Criner v. Garcia

IN THE UNITED STATES COURT OF APPEALS FOR THE FIFTH CIRCUIT No. 01-11396 Summary Calendar BUDDY LEE CRINER, Plaintiff-Appellant, versus ARLENE GARCIA, Supervisor, Board of Pardon and Parole; BOARD OF PARDON & PAROLE; GARY JOHNSON, Defendants-Appellees. -------------------- Appeal from the United States District Court for the Northern District of Texas USDC No. 7:01-CV-198-R -------------------- May 16, 2002 Before DUHÉ, EMILIO M. GARZA, and DENNIS, Circuit Judges.
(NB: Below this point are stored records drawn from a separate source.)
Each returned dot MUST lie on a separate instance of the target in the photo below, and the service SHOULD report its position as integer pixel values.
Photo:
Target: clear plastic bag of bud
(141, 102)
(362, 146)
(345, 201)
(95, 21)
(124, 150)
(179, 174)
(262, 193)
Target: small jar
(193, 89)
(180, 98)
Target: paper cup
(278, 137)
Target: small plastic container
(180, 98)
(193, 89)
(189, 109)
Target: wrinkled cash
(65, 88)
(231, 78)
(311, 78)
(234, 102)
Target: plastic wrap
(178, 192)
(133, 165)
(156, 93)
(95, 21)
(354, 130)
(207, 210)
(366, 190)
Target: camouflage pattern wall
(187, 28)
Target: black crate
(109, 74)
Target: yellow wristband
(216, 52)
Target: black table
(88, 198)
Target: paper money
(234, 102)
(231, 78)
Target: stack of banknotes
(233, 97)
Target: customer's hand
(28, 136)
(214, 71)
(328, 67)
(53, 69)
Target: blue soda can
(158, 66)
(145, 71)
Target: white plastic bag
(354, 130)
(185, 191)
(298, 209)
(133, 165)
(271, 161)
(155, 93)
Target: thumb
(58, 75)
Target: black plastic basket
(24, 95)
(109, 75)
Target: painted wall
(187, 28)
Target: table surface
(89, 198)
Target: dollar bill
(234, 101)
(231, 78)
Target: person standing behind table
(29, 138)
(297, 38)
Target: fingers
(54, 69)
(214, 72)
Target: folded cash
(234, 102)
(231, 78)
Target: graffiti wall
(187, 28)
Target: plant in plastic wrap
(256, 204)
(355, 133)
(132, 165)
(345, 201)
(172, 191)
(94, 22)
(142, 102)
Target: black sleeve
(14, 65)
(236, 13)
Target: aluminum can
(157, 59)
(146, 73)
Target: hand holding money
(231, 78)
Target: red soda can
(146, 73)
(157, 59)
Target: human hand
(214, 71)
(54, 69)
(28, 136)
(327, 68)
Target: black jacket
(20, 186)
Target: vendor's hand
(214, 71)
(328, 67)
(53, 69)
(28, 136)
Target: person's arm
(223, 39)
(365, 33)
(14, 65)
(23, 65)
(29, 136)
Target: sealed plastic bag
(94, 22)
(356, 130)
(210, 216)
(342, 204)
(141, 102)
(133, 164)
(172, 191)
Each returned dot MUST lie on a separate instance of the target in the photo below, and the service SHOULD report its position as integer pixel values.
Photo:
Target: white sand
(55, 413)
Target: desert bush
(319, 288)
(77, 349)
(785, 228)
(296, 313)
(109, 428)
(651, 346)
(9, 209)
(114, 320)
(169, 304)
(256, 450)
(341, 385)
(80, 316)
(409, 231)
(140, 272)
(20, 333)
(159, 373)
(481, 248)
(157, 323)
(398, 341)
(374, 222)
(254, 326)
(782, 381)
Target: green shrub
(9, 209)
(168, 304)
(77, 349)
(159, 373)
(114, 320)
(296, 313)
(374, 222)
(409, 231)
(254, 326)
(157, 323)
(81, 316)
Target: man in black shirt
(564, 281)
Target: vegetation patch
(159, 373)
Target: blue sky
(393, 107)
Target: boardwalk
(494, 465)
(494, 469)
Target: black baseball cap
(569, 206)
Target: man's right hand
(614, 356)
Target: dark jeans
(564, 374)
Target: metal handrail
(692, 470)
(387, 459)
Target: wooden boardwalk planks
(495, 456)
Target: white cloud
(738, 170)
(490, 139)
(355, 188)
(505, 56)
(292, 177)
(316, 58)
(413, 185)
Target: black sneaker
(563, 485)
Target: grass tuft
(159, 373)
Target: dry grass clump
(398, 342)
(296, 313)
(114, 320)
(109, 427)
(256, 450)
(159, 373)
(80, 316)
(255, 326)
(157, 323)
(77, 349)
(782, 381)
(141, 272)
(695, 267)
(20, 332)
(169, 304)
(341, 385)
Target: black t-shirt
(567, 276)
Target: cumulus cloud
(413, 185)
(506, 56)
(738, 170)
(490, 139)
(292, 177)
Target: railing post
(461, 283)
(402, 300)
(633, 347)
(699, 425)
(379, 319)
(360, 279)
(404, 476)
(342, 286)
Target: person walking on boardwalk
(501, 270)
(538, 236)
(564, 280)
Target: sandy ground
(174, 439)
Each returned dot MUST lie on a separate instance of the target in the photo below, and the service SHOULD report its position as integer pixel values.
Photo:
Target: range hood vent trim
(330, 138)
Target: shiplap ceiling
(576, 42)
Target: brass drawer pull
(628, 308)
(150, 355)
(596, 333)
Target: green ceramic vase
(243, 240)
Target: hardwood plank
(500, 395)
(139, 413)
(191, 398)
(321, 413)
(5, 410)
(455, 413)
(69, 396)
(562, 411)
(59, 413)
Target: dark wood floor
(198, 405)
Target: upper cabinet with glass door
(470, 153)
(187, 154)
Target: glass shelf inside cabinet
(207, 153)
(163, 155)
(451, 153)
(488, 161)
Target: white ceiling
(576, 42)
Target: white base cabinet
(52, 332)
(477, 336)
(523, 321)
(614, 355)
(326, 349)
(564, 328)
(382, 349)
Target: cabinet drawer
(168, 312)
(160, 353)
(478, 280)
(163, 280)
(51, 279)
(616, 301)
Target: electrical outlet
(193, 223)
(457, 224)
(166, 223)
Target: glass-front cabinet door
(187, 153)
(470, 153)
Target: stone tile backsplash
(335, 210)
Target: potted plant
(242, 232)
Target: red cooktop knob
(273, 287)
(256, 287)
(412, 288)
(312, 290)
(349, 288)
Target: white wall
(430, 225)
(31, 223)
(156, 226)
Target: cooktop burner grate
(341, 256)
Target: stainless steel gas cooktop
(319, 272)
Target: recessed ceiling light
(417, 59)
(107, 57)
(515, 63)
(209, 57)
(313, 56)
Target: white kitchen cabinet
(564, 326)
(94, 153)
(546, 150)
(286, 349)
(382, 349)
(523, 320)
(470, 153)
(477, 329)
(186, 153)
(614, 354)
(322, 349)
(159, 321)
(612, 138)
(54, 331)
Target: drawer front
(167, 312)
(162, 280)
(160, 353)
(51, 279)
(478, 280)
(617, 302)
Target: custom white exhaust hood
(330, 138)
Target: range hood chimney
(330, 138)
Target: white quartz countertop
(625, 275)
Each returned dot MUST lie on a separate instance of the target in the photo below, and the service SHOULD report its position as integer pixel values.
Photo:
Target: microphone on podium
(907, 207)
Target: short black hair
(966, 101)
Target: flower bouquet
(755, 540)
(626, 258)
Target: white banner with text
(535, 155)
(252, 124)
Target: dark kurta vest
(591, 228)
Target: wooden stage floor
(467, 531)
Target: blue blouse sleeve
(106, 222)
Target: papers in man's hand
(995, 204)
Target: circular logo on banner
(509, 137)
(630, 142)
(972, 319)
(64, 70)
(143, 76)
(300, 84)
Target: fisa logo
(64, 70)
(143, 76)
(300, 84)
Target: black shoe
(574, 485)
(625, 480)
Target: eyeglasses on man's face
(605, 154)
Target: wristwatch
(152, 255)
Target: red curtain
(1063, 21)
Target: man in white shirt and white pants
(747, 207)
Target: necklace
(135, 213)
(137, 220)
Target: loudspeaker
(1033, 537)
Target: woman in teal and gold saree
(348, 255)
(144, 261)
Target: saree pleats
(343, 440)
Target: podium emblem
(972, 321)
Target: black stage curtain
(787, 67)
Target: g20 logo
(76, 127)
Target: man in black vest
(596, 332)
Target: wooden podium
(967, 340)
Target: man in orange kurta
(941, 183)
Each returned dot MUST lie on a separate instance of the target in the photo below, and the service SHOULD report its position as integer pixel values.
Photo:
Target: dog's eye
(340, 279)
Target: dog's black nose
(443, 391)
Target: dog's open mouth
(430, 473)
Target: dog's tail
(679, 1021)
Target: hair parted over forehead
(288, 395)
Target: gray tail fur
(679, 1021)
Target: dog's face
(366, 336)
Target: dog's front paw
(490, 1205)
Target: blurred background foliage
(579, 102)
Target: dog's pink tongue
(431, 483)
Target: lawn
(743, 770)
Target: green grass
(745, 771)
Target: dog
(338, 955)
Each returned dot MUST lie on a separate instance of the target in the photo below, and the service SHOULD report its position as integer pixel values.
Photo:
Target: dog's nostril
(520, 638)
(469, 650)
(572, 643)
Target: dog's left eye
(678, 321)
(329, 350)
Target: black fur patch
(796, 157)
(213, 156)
PER CURIAM:1 Buddy Lee Criner appeals the dismissal as frivolous of his in forma pauperis (IFP) 42 U.S.C. § 1983 action against the Texas Board of Pardons and Paroles (Parole Board), parole officer Arlene Garcia, and Gary Johnson, director of the Texas Department of Criminal Justice. Criner argues that he was arrested and detained on hearsay evidence until his parole revocation hearing, that the Parole Board hearing subjected him to double jeopardy, 1 Pursuant to 5TH CIR. R. 47.5, the court has determined that this opinion should not be published and is not precedent except under the limited circumstances set forth in 5TH CIR. R. 47.5.4. No. 01-11396 -2- and witness subpoenas for the hearing were improperly served. This court reviews for an abuse of discretion the district court’s determination that an IFP complaint is frivolous. See Siglar v. Hightower, 112 F.3d 191, 193 (5th Cir. 1997). Criner’s claims against the Parole Board are barred by the Eleventh Amendment. See Littles v. Board of Pardons & Paroles Div., 68 F.3d 122, 123 (5th Cir. 1995). Criner’s claims against Garcia and Johnson are barred by Heck v. Humphrey, 512 U.S. 477, 486 (1994), because he has failed to demonstrate that the outcome of his parole hearing determining that he violated two rules of release has been reversed, expunged by executive order, declared invalid by a state tribunal authorized to make such determination, or called into question by a federal court’s issuance of a writ of habeas corpus. See McGrew v. Texas Bd. of Pardons & Paroles, 47 F.3d 158, 161 (5th Cir. 1995). Because a judgment in favor of Criner on any of his claims would necessarily imply the invalidity of the parole proceedings, his action is not cognizable under 28 U.S.C. § 1983. The district court’s dismissal of Criner’s suit is AFFIRMED.